企業間の力学が浮き彫りに――強制的な選択を迫られる構造
アップルの内部コミュニケーションに基づく報道によると、同社は従来型の検索における独占的地位を意図的に利用していたとされている。
また、グーグルの親会社であるアルファベットの内部資料を調査した記者たちは、グーグルがパブリッシャーにより好条件を提供する代わりに、「AIによる学習にコンテンツを使わせること」を条件に検索結果への掲載を認めるという、まるで悪魔契約のような取引を強いている可能性を指摘している。つまり、同意する側が自らの破滅に加担している構図である。
その一方で、グーグルの擁護派は「Offerwall(オファーウォール)」という新しい収益モデルを提示している。

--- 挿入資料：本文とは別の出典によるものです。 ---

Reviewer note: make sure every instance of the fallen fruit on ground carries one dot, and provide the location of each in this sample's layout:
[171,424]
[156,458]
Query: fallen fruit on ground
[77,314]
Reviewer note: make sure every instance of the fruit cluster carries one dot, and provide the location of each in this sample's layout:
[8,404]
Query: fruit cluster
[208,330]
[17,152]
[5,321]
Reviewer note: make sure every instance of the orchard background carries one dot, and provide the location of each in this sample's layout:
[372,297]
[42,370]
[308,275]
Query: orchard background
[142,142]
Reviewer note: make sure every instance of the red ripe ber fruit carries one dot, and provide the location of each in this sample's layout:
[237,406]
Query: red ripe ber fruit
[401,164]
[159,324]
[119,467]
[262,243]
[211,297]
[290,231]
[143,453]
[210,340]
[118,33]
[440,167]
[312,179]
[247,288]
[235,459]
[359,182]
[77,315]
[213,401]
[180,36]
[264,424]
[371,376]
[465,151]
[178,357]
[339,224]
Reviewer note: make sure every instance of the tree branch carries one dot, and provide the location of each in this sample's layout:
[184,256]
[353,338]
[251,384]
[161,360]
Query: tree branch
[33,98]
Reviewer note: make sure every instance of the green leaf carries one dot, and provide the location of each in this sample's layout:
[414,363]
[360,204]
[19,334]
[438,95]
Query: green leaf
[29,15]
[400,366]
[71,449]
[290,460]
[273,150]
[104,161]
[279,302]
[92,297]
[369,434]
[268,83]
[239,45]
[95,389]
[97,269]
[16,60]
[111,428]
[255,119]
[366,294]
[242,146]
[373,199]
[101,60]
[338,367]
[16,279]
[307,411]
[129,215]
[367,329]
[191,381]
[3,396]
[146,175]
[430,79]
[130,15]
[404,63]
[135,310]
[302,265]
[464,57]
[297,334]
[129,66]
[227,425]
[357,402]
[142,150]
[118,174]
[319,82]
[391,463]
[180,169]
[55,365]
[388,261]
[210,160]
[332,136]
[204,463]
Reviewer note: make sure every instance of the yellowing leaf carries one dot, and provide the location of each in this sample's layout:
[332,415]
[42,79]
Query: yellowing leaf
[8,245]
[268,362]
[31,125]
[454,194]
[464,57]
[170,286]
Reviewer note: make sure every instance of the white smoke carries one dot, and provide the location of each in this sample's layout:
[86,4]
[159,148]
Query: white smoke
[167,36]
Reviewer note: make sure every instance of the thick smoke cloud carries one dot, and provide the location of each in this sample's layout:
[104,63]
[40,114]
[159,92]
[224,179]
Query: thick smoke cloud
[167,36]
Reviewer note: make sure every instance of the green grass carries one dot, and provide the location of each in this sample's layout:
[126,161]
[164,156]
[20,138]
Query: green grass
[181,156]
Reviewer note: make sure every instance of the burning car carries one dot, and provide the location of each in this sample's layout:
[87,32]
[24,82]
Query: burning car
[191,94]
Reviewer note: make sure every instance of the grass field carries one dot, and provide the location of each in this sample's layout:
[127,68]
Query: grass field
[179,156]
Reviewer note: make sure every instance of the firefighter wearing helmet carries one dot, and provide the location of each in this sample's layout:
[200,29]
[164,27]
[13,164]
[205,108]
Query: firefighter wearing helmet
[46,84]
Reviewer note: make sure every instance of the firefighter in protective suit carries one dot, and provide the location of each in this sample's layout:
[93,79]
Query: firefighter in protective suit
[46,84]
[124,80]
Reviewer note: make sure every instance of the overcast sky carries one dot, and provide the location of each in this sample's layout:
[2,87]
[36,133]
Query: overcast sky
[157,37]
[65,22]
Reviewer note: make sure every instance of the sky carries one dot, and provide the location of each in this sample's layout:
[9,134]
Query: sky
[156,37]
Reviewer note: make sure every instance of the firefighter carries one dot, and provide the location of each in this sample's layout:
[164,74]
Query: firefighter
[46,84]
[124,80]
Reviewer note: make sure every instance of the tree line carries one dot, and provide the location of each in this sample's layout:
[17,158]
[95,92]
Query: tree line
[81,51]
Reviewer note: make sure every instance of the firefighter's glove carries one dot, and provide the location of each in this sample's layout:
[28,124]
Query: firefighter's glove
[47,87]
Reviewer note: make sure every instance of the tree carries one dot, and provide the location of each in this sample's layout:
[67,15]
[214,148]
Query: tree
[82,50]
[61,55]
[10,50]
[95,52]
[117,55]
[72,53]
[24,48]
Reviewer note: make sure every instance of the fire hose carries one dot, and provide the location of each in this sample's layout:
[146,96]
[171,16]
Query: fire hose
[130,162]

Offerwallとは、広告以外にも読者から直接収益を得る手段をパブリッシャーに提供するものだとされている。だが、それも「読者がオファーを受け取ってくれたら」の話である。
マイクロペイメント(少額決済)はなぜ機能しないのか?
もうひとつの理論的な解決策として挙げられるのが、「記事単位でのマイクロペイメント(少額課金)」である。
だが、業界関係者の多くは、この方法がほぼ確実に失敗すると考えている。その理由は複数ある。
まず、ニュースというものは「セット商品」として認識されているという点がある。
「もし、現在読者1人から年間100ドル(約1万4600円)の定期購読料を得ているとすると、その人が1記事あたり20セント(約29円)を支払うだけになれば、失われた収益を補うには500人が必要になる」と、Columbia Journalism Reviewのジェームズ・ボールは書いている。「メディアごとに数字の差はあるが、計算の厳しさは変わらない。さらに、哲学的な問題もある。新聞や雑誌は『軽い記事』と『重い記事』の混合体として構成されてきた。高コストな記事も安上がりな記事もあるが、パッケージで販売することでバランスが取れていた。それを分断してしまえば、その理論は崩壊する」
ちなみに、まだほとんど試されていない方法としては、超ローカルなニュース組織を低予算で構築し、かなり細かな地域情報をスマートフォンアプリを通して安価に提供するというアプローチもある。
だが、おそらく多くの人が法的責任を恐れて踏み出せないでいる。